È un’ebbrezza leggera e piacevole, che dura dalla scorsa gara interna contro la Pro Vercelli. Ma che oggi, vedendo il nuovo Catania giocare contro un avversario non troppo impresentabile quale è in definitiva il Perugia, è diventato più difficile contenere. È un’ebbrezza che non sempre si associa alle vittorie del Catania; che negli ultimi tempi sono state fatte assai più spesso di timore, fatica, sofferenza, lacrime, rabbia. È un’ebbrezza che vorrei capire, anche se so che non è facile. Proprio perché neanche adesso mi sento del tutto sobrio, e non so quanto valga la spiegazione che provo a darne. Anche perché si tratta di una spiegazione sostanzialmente tecnica. E perché io di tecnica del gioco del calcio – sarò sincero – ne capisco davvero poco.

Il punto è che mi è parso che, in occasione dei due gol segnati oggi, il Catania abbia messo sotto gli avversari sul piano dell’intelligenza. Sicché tanta allegria si spiegherebbe con un sentimento – poco onorevole, anche perché io non ci ho alcun merito – di superiorità verso i malaccorti avversari. Il punto è che il gol di Maniero mi è parso nascere da uno schema ben congegnato a tavolino da Marcolin, che ha sfruttato la capacità del suo attaccante di muoversi prima della palla e senza di essa, per andarla a incocciare esattamente dove sapeva che Rosina l’avrebbe fatta scendere. Il punto è che anche Calaiò ha fatto gol trovandosi a tirare senza nessuno che lo marcasse. E non per caso, ma grazie all’accorto lavoro ai fianchi di Sciaudone e Belmonte, che gli hanno aperto lo spazio in cui infilarsi. Il punto è, insomma, che il gioco di questa squadra completamente rinnovata non solo mi è piaciuto, ma mi ha addirittura fatto ripensare – in alcuni aspetti singoli e circoscritti, s’intende – al Catania allenato alcuni anni fa da Sinisa Mihajlovic (e già allora affidato, dal punto di vista tattico, proprio a Marcolin). Un Catania che era abilissimo proprio nell’aprire spazi ad attaccanti bravi a muoversi senza la palla, assai più che a farsi spazio con l’azione personale. Tant’è che – grazie all’estro e al sacrificio di gente come Martinez o come Ricchiuti – trasformò in un cannoniere sorprendentemente prolifico un giocatore come Maxi Lopez. Il quale da allora in poi – è un fatto – non si sarebbe mai ripetuto a quei livelli.

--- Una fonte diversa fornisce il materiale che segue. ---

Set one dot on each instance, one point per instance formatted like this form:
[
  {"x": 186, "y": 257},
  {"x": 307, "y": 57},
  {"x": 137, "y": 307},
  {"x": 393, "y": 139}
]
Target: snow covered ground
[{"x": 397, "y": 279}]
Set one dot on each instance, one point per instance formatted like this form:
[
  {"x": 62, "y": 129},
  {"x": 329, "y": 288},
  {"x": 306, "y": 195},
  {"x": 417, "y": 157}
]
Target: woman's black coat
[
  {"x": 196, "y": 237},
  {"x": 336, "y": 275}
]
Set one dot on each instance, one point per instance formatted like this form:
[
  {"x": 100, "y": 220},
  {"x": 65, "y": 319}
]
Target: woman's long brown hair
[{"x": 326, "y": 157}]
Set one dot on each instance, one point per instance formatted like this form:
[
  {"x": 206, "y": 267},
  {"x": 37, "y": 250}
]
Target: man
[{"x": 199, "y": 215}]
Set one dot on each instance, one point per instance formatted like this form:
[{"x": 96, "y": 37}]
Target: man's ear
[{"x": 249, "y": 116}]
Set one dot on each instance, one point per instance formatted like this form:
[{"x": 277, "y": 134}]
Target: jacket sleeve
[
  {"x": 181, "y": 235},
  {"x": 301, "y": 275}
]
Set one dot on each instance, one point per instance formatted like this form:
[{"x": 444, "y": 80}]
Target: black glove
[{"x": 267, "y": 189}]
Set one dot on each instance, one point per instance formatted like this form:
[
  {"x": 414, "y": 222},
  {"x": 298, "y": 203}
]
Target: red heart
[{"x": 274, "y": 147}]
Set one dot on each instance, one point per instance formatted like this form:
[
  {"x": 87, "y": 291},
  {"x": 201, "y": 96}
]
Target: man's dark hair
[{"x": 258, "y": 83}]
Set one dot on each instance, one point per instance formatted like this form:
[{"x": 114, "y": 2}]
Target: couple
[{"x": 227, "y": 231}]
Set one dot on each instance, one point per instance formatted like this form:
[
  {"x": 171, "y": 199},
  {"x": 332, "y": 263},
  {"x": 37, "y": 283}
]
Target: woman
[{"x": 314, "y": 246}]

La chiudo qui, perché so che qualsiasi tifoso che sia anche un competente senza dubbio mi smentirà. E soprattutto perché non so ancora quanto potrà durare questa lieve ubriacatura. Che potrà durare qualcosa solo se questo nuovo Catania mostrerà nelle prossime settimane di avere una qualità nuova, e senza la quale tutto sarebbe vano: e cioè la capacità di giocare fuori casa senza paura di nessuno, di riuscire a vincere su qualsiasi campo. Cosa che il Catania, negli ultimi anni, ha completamente dimenticato.

Per ora, mi accontento di assaporare ancora il gusto di quelle tre risate. Perché erano tre, non dimentichiamolo. Una per ogni gol dei rossazzurri. E una terza per la gioia d’aver riscoperto che le parate del tuo portiere a volte valgono quanto un gol. E anche questo, di recente, non ci era successo spesso.